Hagar the Hag?

I gotta wonder if Hagar was ..um .. hard on the eyes? Like Leah.

This skit is probably not appropriate for your youth group.

Sarah: “Snap! I need an heir. I need an heir NOW!! Sally – I’m not getting any younger!! What am I going to do??”

Sally: “Eschol’s got a sale on mandrakes. Have you tried…”

Sarah: “Yeah, I’ve tried them. No dice. And they give me gas something fierce.”

Sally: “I heard Aner’s wife say that the ladies up in Huran will actually give their handmaidens to their husbands and adopt the kids that come from that ..err.. union.”

Sarah: “What the!!?? I do NOT think so!”

Sally: “No, seriously! All the fashionable ladies are doing it.”

Sarah: “That’s just too weird for me. I’ll ask the handmaidens and see if anyone wants to volunteer.”

Sally: “Ewww – don’t do that. What is everyone going to think of some handmaiden volunteering to lie with your husband? The nerve of some young gal, thinking she can climb into her master’s bed! Do something different. Oh, I know – hold a beauty pageant.!”

Sarah: “And who’s going to be the judge? Abraham – staring at all these ladies? I don’t think so!”

Sally: “No, silly! You be the judge. Or you and I. I can cancel bingo next Friday night.”

Sarah: “No! Besides – what if Abe falls in love with her? I can’t risk that!”

Sally: “I’m just sayin’. It’s what I would do.”

Sarah: “We need a woman he’ll WANT to forget about. Someone who’s hard on the eyes. OOOooooo! Waitasec..”

Sarah and Sally, excitedly, in unison: “HAGAR!!!”

The next day…

Matthias Stom - Sarah Leading Hagar to Abraham

Matthias Stom – Sarah Leading Hagar to Abraham

Sarah: “Hon – I think we need to change things up a bit around here. ”

Abe: “What’s on your mind, sis? ..I mean, babe?”

Sarah: “Well – I’m good lookin’ and all, but I’m not exactly a spring chicken, y’know. I think my childbirthing years are probably behind me now.”

Abe: “Uhhh…. ok. (am I supposed to answer that?)”

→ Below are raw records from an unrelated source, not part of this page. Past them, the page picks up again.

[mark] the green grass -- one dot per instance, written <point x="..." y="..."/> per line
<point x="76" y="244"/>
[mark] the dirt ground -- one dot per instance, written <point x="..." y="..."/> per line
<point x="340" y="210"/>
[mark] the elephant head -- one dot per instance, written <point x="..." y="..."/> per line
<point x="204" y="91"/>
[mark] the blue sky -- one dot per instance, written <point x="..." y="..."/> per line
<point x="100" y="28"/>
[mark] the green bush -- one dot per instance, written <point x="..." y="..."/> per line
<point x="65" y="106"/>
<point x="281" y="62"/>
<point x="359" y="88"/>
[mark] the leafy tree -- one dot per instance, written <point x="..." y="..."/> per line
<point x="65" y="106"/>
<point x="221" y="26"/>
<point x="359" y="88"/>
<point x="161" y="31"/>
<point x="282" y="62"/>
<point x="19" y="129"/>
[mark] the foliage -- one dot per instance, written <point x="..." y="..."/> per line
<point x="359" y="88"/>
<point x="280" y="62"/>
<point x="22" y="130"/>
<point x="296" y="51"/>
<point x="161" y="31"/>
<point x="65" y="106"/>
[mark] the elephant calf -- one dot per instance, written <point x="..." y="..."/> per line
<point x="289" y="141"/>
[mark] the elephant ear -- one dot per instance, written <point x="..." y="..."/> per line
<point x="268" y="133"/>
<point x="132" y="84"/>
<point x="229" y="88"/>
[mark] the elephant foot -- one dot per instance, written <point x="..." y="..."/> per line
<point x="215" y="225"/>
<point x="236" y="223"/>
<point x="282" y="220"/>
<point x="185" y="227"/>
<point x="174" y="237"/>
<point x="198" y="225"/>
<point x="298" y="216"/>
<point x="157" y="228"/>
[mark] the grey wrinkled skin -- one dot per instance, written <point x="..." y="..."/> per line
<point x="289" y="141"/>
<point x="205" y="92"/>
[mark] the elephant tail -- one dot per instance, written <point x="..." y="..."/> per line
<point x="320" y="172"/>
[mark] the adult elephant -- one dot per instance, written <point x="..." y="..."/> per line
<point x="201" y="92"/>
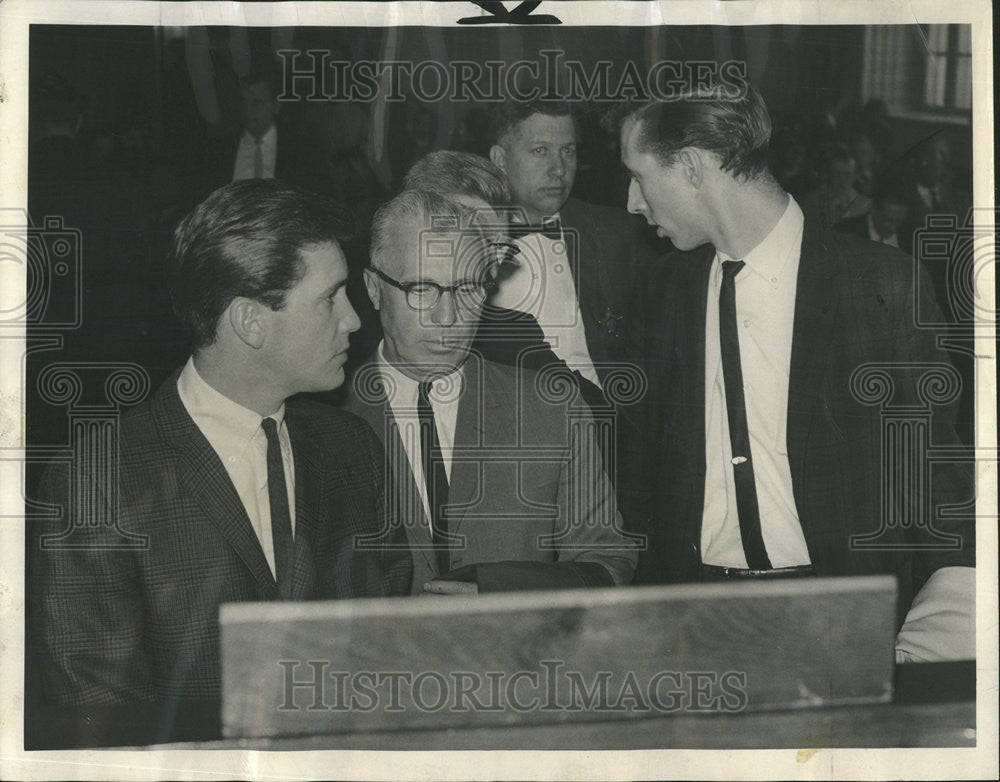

Sarah: “And we still need an heir. You tried that whole adoption thing with Eleazar, and that didn’t go over too well. It’s been about 10 years now, and I’m just not seeing any kids on the horizon. So I have this idea. Sally heard about it from some of the ladies at the Mittani shopping mall. I’ll give you one of my hand maidens, and then you’ll .. y’now.. and then when the baby comes out, I’ll adopt him as my own and .. presto!”

Abe: “I .. I don’t know about this.”

Sarah: “No, seriously. All the fashionable ladies are doing it.”

Abe: “Well.. I guess.”

Sarah: “Awesome. HAGAR! C’mere…”

Abe: “YIKES!!! Ummm.. it’s almost time to eat dinner. Sorry, but I don’t have the time.”

Sarah: “Actually, you have exactly ten minutes. No more! See ya soon, sweetie!”

It’s all speculation, of course, but .. man! That’d have been a weird conversation.